In general, though, they pay relatively well, offering wages in the realm of $25 an hour, Cunningham said, especially for workers with technical training. The average weekly wage for Lehigh Valley manufacturing jobs in March was $1,305 according to the Federal Reserve Bank of Philadelphia.

There remain some lower-paying production jobs at places such as Just Born and Majestic Athletic that don’t require special skills, but for most workers with only a high school diploma - more than 40 percent of the Valley’s adult population - the best option is often warehouse work.

“Right now, in our economy in the Lehigh Valley, that is the workforce that is really helping to fuel this industrial e-commerce, warehouse, distribution, pick-and-pack workforce,” Cunningham said.

Distribution jobs, which are growing rapidly, offer wages in the $12 to $15 an hour range, or an average of $804 a week, according to the Federal Reserve. But they aren’t safe in the long term, Cunningham said.

“Technology and automation is going to come to those places as well, just the way it caught up in manufacturing,” he said.

The role of technology

Technological change is a constant force in the economy, said MIT’s Levy. At one time, agriculture was the country’s largest employer. Now it employs about 2.5 percent of Americans thanks to mechanized farm equipment.

“It took much less labor to run those machines than to pick things by hand,” he said.

That’s now happening in manufacturing, as robotics and other technologies continue to automate the means of production.

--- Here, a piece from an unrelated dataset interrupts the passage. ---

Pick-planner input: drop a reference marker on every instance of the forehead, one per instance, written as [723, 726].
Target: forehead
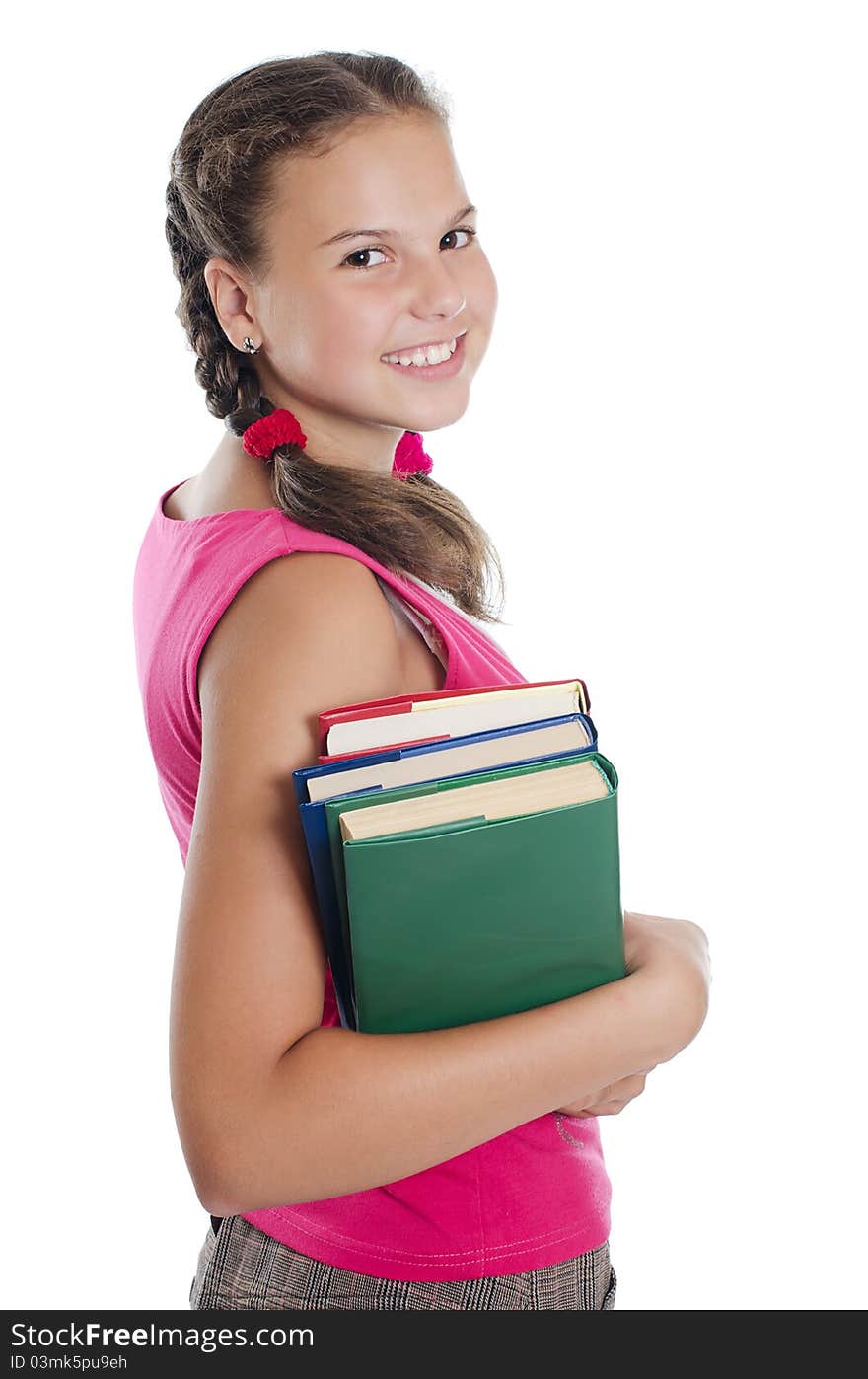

“The trend in U.S. manufacturing over the last 30 years - more and more output with fewer and fewer workers - is exactly like the transformation that revolutionized U.S. farming over the last 100 years or more,” wrote Mark J. Perry, a scholar with the American Enterprise Institute, a pro-business think tank.

But while non-skilled jobs are displaced, those technological advances aren’t necessarily a bad thing.

The United States may have to concede some low-wage manufacturing products such as textiles to developing countries but it has to do whatever it takes to make sure its manufacturers of high-tech goods are operating as efficiently as possible.

“If the free market says we should be producing tennis shoes in Indonesia rather than in Pennsylvania, that’s one where we have to say, this is the expense of participating in a global economy,” said Adams Nager, a researcher with the Information Technology and Innovation Foundation. “They make our tennis shoes, but we still make their semi-conductors, wind turbines and smart cars.”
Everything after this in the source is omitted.